D’un côté, la politique d’absorption de Jérusalem-Est dans la Municipalité israélienne déploie, depuis 1967, des instruments de gestion de la vie au sens large (sécurité, déplacements, affaires civiles, éducation, espace) qui les font apparaître sous leur aspect biopolitique. De l’autre, la période fragile d’autonomie palestinienne (1994-2001), l’essor économique qui l’accompagna ou encore la reformulation d’un certain nombre de questions politiques par les dirigeants palestiniens, n’ont pas permis de ré-interroger les conditions de vie des citadins de Jérusalem. Prisonniers d’un conflit, privés d’une citoyenneté et d’un accès minimal à la ville, isolés de la communauté politique, les citadins n’incarnent-ils pas les « Sans droits » des mondes modernes ?

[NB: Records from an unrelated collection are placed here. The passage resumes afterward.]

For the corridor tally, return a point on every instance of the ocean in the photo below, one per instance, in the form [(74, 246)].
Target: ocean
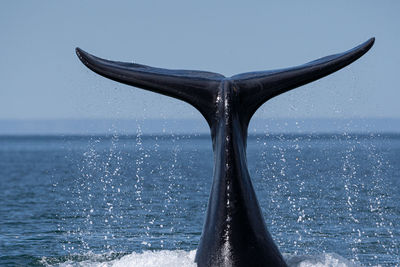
[(140, 200)]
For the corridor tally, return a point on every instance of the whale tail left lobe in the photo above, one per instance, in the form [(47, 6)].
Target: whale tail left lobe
[(197, 88)]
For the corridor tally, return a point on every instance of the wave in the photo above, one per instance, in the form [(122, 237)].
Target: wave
[(173, 258)]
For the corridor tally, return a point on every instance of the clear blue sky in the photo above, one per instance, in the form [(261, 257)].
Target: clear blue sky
[(41, 78)]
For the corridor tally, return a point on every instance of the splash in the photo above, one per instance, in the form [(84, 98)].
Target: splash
[(173, 258)]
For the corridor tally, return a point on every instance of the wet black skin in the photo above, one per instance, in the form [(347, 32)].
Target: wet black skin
[(234, 232)]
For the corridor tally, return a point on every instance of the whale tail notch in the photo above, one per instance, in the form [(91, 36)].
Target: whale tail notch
[(200, 88)]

Jérusalem : un monde extra-légal, des citadins invisibles
Arendt avait évoqué de façon lumineuse une certaine idée de la « désolation » ([[Hanna Arendt, Les origines du Totalitarisme, Le système Totalitaire, Paris, Point Essais, 1995.) comme « l’expérience absolue de non-appartenance au monde» liée au déracinement dont ont été frappées les masses modernes, qu’elle faisait remonter au déclin de la sphère publique de l’entre deux guerres, à l’impuissance des États nations à résoudre le statut des réfugiés ou des peuples sans droits garantis par les gouvernements en dehors des protections prévues par les Nations-Unies, c’est à dire de la stricte assistance humanitaire. En ce temps là, les Sans État : réfugiés, apatrides, juifs ou minorités tziganes, et pas encore palestiniens arabes([[Arendt a adopté une position très critique sur la guerre de 1948 et la création de l’État d’Israél, dans Qu’est ce que le Politique, Paris, Le Seuil, 1993.), incarnaient ce phénomène de masse le plus nouveau de l’histoire contemporaine : moins la perte de résidence que l’incapacité d’en retrouver une, c’est-à-dire le droit d’appartenir à une communauté politique ou nationale. «Je ne suis ni citoyen ni résident. Alors où suis-je et qui suis-je ?… Tu réalises que tu peux bien exister métaphysiquement, mais pas juridiquement.»([[M. Darwish, «Fantômes dans leur propre pays», in Revue de Presse Maghreb-Proche Orient, Alger, février 1973, op.cit., p.19.) Ce sont là les mots de l’écrivain palestinien Mahmud Darwish décrivant son parcours aux guichets du Ministère de l’Intérieur israélien en 1973 – rappelant peut être ceux d’Arendt : « être privé des droits humains, c’est être privé d’une place dans le monde »([[H. Arendt, Les origines du Totalitarisme, op.cit.).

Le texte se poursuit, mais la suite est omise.